The symmetry of the connection is a central assumption of Einstein's theory of gravitation. Without it, the connection could not be uniquely determined from the metric. However I am not aware of a text that explains the experimental basis for the no-torsion assumption. Misner, Thorne, and Wheeler (box 10.2) give a clue saying "torsion does not have any place in a gravity theory based on the equivalence principle." I think they are referring to the Einstein Equivalence Principle (EEP) which holds that the outcomes of experiments in freely falling laboratories must not depend on the velocity of the laboratory.

Non-zero torsion causes tetrads carried in different directions past a given space-time point to rotate relative to one another. To illustrate what that would mean, suppose you carry a non-rotating bicycle wheel, which you know is not rotating because the tension in the spokes is minimized. Then suppose your friend flies past you, carrying a bicycle wheel which they also determined was non-rotating. In a universe with non-vanishing torsion, the wheels could be rotating relative to one another.

To see why, consider a coordinate system in which none of the legs of a tetrad at rest show any apparent rate of change (a tetrad means three orthogonal gyroscopes together with the tangent vector to their world line). Since your coordinate system is chosen so that none of the tetrad legs are changing in time, the connection coefficients with first subscript $t$ vanish, $\Gamma^\alpha_{t\nu} = 0$ for all $\alpha$ and $\nu$. Since the basis vectors are unchanged under time translation, symmetry implies $\Gamma^\alpha_{\nu t} = 0$, in particular that the time component of any vector is unchanged by translation along the space-like directions $\nu=1,2,3$. Due to metric compatibility, vectors maintain their lengths, and since the time components of all vectors are unchanged, it means the space components can only be rotated, for example $\Gamma^z_{xy} = 1$ and $\Gamma^y_{xz} = -1$ (corresponding to a rotation of the $y-z$ plane induced by translation in $x$). Invoking symmetry again, $\Gamma^z_{yx} = 1$ and $\Gamma^y_{zx} = -1$. For translation along $y$ and $z$ to also be rotations, one requires $\Gamma^x_{yz} = -1$ and $\Gamma^x_{zy} = 1$. But that contradicts the symmetry assumption. The conclusion is that symmetry of the connection ensures that all the coefficients vanish if they are zero for translation in any time-like direction.

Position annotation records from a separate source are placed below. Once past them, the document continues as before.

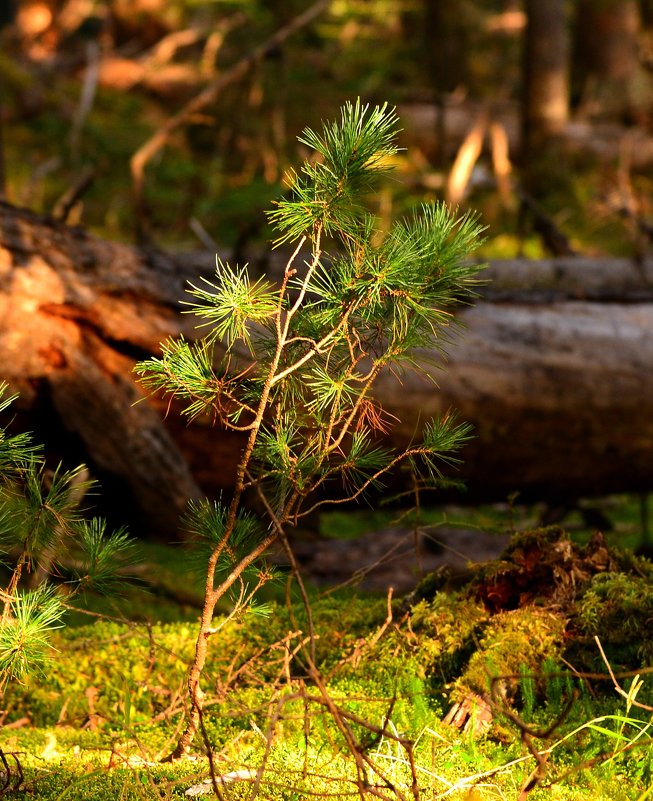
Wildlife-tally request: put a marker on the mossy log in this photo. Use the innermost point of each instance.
(553, 369)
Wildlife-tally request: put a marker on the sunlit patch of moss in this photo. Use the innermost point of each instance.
(513, 641)
(618, 608)
(446, 631)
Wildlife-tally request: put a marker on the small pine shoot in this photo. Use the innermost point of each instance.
(293, 366)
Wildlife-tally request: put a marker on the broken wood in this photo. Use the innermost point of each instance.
(552, 368)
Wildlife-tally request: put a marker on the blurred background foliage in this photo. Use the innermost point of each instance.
(547, 131)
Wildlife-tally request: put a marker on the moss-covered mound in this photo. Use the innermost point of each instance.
(516, 642)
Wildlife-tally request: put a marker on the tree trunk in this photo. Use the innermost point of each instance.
(546, 73)
(607, 58)
(552, 368)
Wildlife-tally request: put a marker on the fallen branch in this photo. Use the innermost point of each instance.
(208, 95)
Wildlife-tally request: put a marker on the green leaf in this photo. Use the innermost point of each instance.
(25, 634)
(233, 303)
(105, 556)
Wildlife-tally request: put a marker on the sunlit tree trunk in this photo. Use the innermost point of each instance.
(607, 57)
(546, 72)
(446, 46)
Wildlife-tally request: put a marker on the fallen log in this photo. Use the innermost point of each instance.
(553, 369)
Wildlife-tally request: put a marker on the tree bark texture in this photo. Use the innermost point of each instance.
(552, 366)
(608, 60)
(546, 71)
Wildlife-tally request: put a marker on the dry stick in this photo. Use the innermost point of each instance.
(617, 686)
(143, 155)
(212, 593)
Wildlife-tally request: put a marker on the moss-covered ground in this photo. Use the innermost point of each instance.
(514, 648)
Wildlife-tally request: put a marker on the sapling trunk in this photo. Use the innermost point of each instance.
(299, 360)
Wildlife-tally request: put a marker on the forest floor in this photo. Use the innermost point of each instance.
(523, 678)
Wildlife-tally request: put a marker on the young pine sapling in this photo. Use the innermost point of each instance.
(292, 365)
(43, 535)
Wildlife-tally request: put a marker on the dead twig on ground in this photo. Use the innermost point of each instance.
(208, 95)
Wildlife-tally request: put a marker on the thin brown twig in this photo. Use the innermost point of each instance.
(208, 95)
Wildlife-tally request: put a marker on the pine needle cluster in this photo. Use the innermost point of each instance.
(293, 364)
(48, 549)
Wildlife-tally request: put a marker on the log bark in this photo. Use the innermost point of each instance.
(553, 368)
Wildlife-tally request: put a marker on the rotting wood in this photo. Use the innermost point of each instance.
(552, 368)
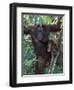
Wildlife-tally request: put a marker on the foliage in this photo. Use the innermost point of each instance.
(29, 57)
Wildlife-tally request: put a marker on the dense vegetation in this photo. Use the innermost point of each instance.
(29, 57)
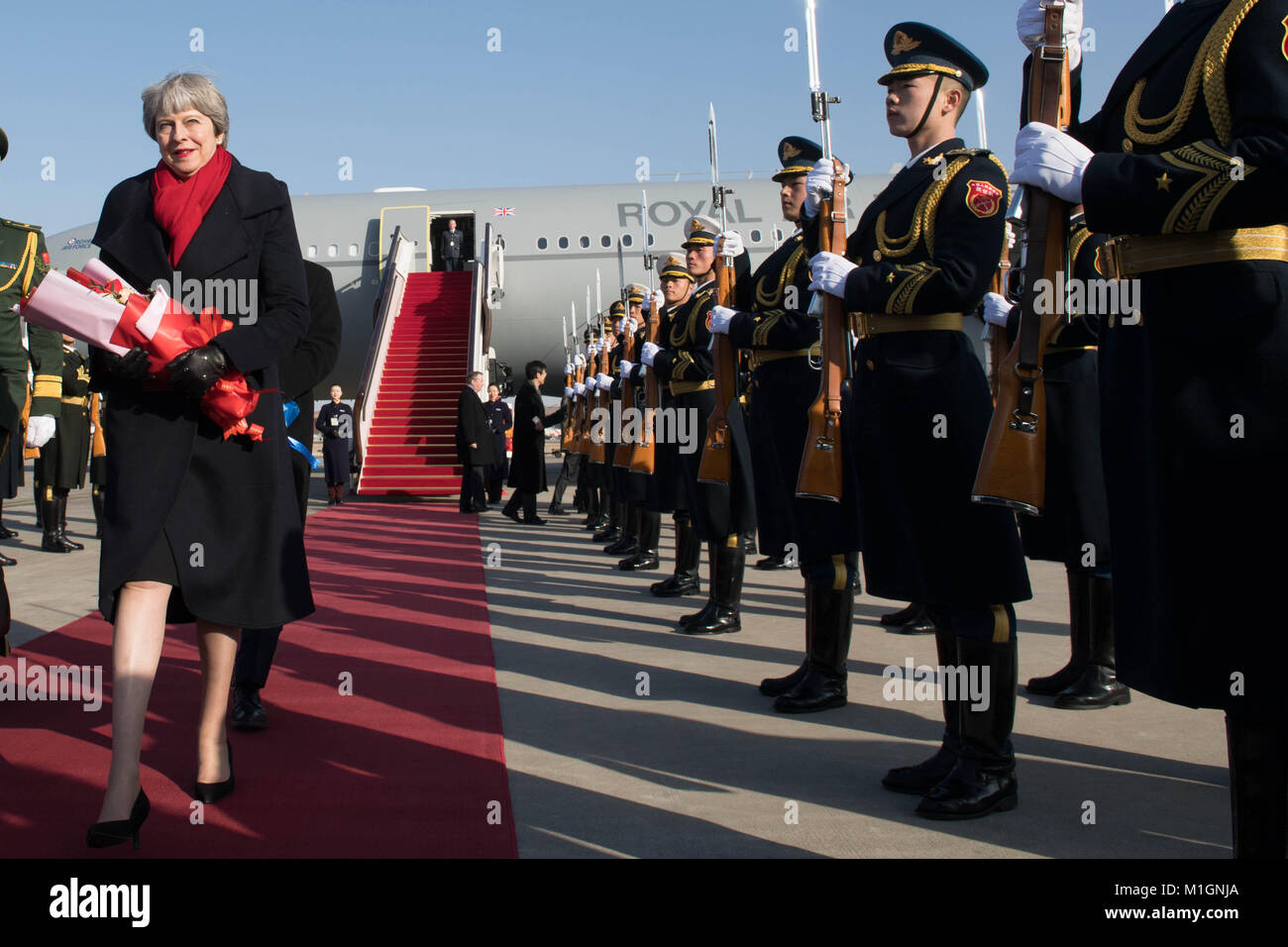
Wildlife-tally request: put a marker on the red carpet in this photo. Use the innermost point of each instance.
(410, 766)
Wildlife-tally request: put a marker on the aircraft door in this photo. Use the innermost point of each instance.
(413, 221)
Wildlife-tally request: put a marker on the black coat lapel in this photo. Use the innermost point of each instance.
(1171, 31)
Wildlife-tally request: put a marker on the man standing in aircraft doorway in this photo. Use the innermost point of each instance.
(450, 247)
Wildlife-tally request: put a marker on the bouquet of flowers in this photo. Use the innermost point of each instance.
(98, 307)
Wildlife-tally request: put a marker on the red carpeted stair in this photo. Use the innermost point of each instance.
(411, 449)
(385, 724)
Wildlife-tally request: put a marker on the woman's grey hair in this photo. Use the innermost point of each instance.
(180, 91)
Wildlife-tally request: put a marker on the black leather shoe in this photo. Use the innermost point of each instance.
(643, 561)
(919, 779)
(917, 626)
(248, 710)
(773, 686)
(903, 616)
(214, 791)
(674, 586)
(971, 789)
(103, 834)
(1098, 686)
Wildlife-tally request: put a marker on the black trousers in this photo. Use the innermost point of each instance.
(473, 495)
(527, 500)
(258, 644)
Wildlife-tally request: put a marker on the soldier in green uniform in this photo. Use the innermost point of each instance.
(22, 254)
(64, 457)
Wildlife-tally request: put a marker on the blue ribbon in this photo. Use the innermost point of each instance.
(291, 411)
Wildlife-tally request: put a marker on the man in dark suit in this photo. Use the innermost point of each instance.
(310, 361)
(475, 445)
(451, 244)
(528, 464)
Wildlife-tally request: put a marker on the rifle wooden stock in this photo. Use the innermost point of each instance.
(1013, 464)
(625, 453)
(716, 464)
(644, 457)
(820, 472)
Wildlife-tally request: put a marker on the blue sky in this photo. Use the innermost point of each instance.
(410, 91)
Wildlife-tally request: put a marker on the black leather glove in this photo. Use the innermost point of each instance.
(196, 369)
(133, 367)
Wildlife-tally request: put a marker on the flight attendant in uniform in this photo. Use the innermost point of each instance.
(784, 343)
(923, 253)
(1184, 165)
(63, 458)
(335, 423)
(721, 514)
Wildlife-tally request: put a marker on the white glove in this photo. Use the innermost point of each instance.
(997, 309)
(720, 320)
(1051, 159)
(829, 273)
(40, 428)
(729, 244)
(1030, 26)
(818, 184)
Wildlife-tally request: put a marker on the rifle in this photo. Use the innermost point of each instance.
(716, 464)
(1013, 466)
(820, 472)
(644, 454)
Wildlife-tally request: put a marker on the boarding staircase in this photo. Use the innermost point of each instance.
(428, 338)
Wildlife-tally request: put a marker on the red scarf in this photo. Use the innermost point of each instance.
(180, 204)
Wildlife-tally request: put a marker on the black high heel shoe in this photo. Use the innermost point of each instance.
(103, 834)
(214, 791)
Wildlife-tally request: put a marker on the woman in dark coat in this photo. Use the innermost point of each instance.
(528, 464)
(335, 421)
(500, 420)
(196, 527)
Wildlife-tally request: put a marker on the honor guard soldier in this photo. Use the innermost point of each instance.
(64, 457)
(1074, 523)
(666, 491)
(922, 256)
(1184, 165)
(612, 530)
(784, 343)
(721, 514)
(626, 328)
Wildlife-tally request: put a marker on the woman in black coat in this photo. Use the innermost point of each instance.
(196, 527)
(500, 420)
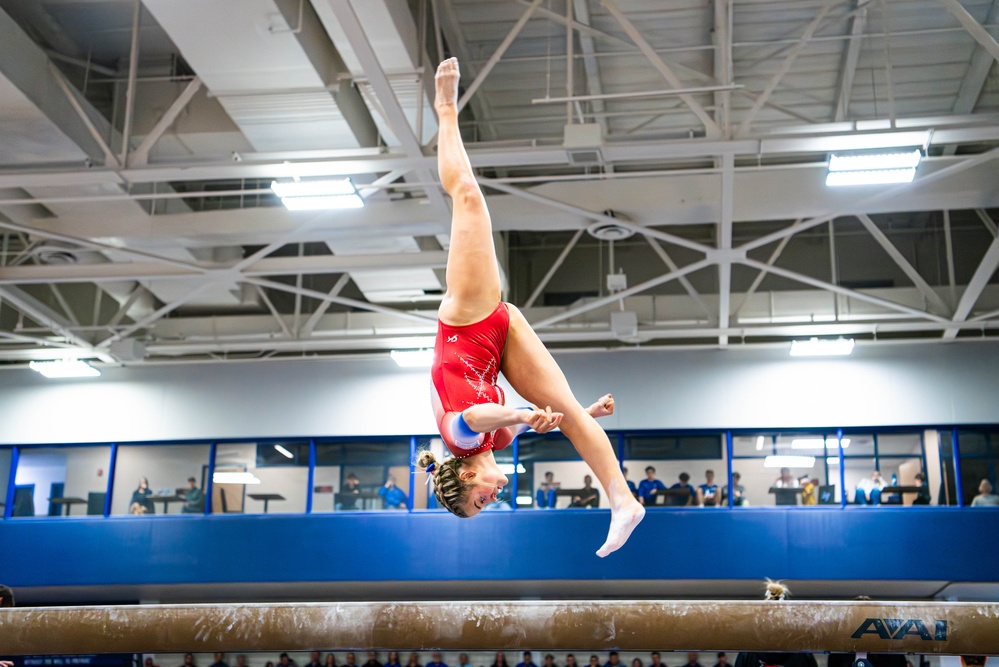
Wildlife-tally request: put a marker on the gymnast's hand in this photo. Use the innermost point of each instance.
(543, 421)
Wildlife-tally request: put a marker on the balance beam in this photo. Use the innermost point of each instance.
(952, 628)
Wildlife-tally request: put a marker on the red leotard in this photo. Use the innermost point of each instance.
(466, 364)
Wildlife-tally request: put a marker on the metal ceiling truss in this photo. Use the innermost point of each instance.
(723, 135)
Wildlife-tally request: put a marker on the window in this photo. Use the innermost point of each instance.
(61, 481)
(152, 480)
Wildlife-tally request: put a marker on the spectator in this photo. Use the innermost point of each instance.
(707, 493)
(546, 492)
(869, 489)
(141, 504)
(587, 496)
(923, 495)
(393, 498)
(649, 487)
(194, 498)
(684, 483)
(631, 485)
(786, 481)
(739, 495)
(985, 497)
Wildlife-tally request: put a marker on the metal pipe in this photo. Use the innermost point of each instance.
(133, 72)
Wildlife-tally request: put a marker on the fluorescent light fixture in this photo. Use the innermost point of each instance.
(817, 443)
(64, 368)
(320, 194)
(413, 358)
(789, 462)
(872, 177)
(821, 347)
(234, 478)
(873, 169)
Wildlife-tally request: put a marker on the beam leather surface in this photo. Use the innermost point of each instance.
(918, 627)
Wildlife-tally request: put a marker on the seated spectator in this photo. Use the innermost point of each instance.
(140, 503)
(587, 496)
(546, 492)
(707, 493)
(739, 495)
(923, 495)
(631, 485)
(869, 489)
(985, 497)
(393, 498)
(785, 481)
(679, 499)
(649, 487)
(351, 487)
(194, 499)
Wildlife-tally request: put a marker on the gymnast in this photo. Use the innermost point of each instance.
(479, 336)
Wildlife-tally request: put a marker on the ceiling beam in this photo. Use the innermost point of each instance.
(851, 56)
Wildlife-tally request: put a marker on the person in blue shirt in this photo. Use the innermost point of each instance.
(707, 493)
(393, 497)
(649, 486)
(684, 484)
(546, 492)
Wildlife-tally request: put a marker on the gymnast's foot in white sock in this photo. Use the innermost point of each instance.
(447, 83)
(623, 521)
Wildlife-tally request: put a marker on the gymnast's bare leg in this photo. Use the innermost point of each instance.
(473, 291)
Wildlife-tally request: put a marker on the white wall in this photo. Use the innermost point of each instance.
(756, 388)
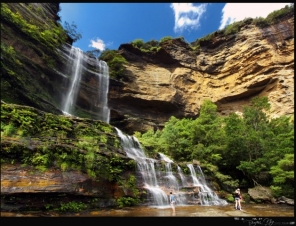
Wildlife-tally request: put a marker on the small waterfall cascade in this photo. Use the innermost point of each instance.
(206, 196)
(78, 65)
(74, 68)
(158, 178)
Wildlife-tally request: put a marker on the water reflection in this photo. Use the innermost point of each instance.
(249, 210)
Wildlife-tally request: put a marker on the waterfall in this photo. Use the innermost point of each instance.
(157, 175)
(206, 195)
(74, 68)
(159, 183)
(78, 64)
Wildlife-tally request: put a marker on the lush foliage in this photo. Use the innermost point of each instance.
(50, 34)
(45, 140)
(235, 27)
(252, 147)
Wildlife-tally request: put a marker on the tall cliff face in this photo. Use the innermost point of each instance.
(229, 70)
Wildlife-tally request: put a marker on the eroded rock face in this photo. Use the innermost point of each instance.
(230, 71)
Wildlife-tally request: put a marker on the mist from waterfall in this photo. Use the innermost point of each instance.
(159, 183)
(157, 175)
(78, 63)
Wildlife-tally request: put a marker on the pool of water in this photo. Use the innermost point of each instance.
(248, 210)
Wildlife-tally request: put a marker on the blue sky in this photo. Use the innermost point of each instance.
(108, 25)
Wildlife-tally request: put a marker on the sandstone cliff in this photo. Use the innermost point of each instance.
(229, 70)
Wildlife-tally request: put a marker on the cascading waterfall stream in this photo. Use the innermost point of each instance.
(156, 181)
(159, 183)
(78, 64)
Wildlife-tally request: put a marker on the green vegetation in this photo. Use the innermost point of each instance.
(252, 147)
(51, 35)
(272, 18)
(46, 140)
(72, 207)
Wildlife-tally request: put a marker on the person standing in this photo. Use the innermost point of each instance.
(237, 198)
(172, 201)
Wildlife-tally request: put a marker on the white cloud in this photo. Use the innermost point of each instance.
(98, 44)
(187, 16)
(239, 11)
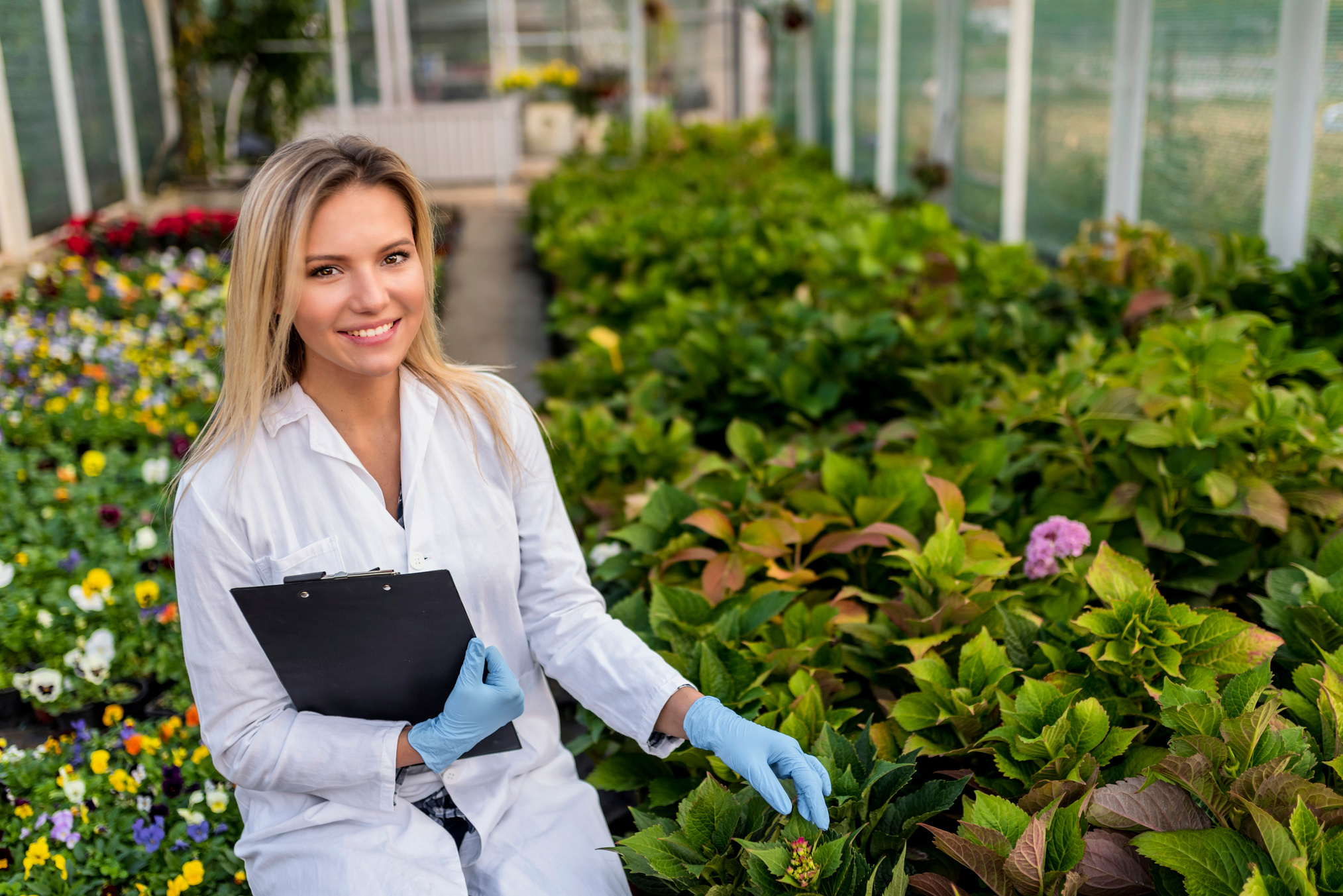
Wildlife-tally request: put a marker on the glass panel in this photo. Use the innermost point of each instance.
(977, 176)
(34, 109)
(1327, 183)
(1069, 119)
(93, 97)
(1209, 112)
(144, 82)
(918, 87)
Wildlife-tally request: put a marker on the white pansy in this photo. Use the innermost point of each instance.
(74, 789)
(86, 602)
(42, 684)
(217, 799)
(145, 539)
(155, 470)
(604, 552)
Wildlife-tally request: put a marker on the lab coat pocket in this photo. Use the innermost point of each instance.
(319, 556)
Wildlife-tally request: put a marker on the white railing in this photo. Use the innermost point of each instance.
(443, 143)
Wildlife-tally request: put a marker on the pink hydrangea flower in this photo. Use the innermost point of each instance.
(1052, 539)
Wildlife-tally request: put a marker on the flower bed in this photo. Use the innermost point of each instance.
(997, 543)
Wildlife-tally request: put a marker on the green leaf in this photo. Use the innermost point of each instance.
(747, 442)
(1004, 816)
(843, 477)
(1213, 862)
(627, 772)
(1242, 692)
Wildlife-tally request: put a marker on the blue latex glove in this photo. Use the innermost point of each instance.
(473, 711)
(762, 757)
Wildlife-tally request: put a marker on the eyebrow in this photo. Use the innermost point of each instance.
(340, 258)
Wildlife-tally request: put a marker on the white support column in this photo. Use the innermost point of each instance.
(841, 134)
(340, 66)
(946, 108)
(805, 87)
(160, 38)
(123, 111)
(888, 95)
(68, 112)
(1291, 148)
(638, 73)
(402, 54)
(15, 228)
(1128, 109)
(1021, 42)
(383, 54)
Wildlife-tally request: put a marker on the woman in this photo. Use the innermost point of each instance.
(344, 441)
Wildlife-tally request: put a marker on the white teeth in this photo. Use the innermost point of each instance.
(376, 331)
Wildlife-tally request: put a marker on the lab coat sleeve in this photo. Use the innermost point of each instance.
(605, 666)
(256, 736)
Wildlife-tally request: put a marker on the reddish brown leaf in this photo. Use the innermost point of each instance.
(1111, 867)
(716, 523)
(931, 884)
(1127, 805)
(689, 554)
(1025, 863)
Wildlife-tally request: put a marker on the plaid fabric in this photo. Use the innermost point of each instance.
(442, 809)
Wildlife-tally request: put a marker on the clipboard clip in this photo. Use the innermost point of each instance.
(323, 577)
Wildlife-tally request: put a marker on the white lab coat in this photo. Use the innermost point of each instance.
(317, 793)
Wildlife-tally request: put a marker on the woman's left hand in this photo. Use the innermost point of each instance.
(762, 757)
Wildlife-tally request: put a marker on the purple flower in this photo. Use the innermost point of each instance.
(1052, 539)
(62, 828)
(148, 836)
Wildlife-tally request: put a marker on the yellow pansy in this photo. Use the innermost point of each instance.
(146, 593)
(193, 872)
(93, 462)
(36, 855)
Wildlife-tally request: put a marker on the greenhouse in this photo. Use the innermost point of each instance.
(943, 402)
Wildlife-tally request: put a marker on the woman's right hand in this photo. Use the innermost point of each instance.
(473, 711)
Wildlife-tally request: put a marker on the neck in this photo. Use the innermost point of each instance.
(352, 402)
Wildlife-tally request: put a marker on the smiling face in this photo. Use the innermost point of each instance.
(363, 293)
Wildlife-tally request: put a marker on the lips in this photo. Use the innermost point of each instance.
(372, 335)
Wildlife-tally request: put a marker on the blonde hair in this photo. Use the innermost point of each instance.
(264, 354)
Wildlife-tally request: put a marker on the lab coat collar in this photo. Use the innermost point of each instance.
(419, 405)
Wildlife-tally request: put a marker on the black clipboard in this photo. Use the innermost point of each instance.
(368, 645)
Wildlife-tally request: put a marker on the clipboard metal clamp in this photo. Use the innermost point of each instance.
(323, 577)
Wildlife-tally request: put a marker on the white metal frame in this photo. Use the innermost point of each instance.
(123, 109)
(841, 137)
(1021, 40)
(805, 89)
(68, 112)
(888, 95)
(1128, 109)
(15, 228)
(1291, 150)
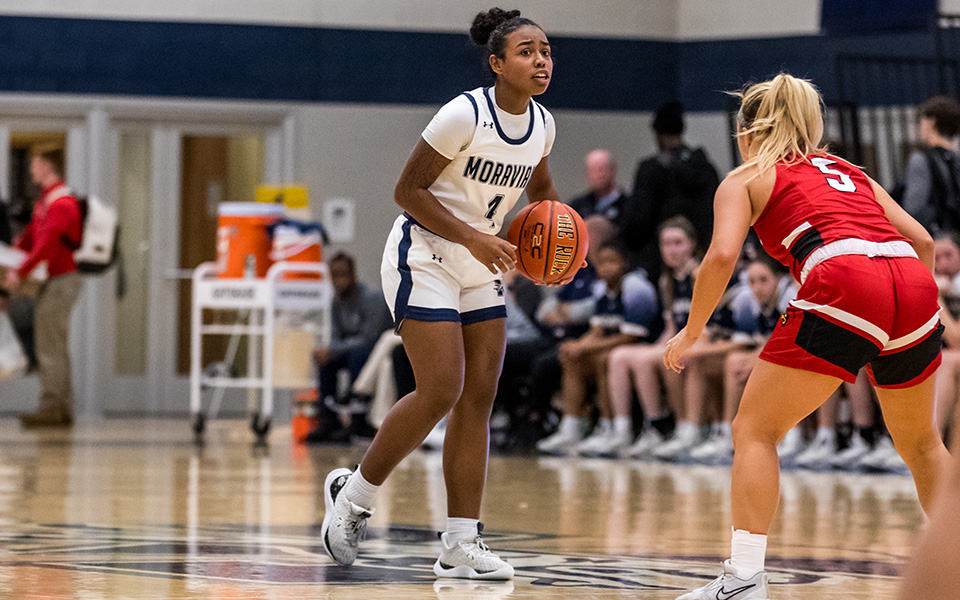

For this reason, non-zero torsion makes it impossible to construct inertial coordinates in the usual sense around a given point. Worse, if the metric no longer uniquely specifies the connection, one needs to reconsider its significance. If the metric is retained, then one also needs to decide whether test particles follow the geodesics (distance-minimizing paths) or the auto-parallels (parallel transport of the tangent vector) as these are distinct conditions in the presence of torsion. One then also needs to question the roles of gyroscopes in thought experiments, as the symmetry of the connection is what ensures that the apparent torque due to gravito-magnetic (Coriolis-like) forces on the flywheel recovers the parallel transport of a space-like vector. Also the field equations need to be modified because both of the Bianchi identities fail in the presence of torsion.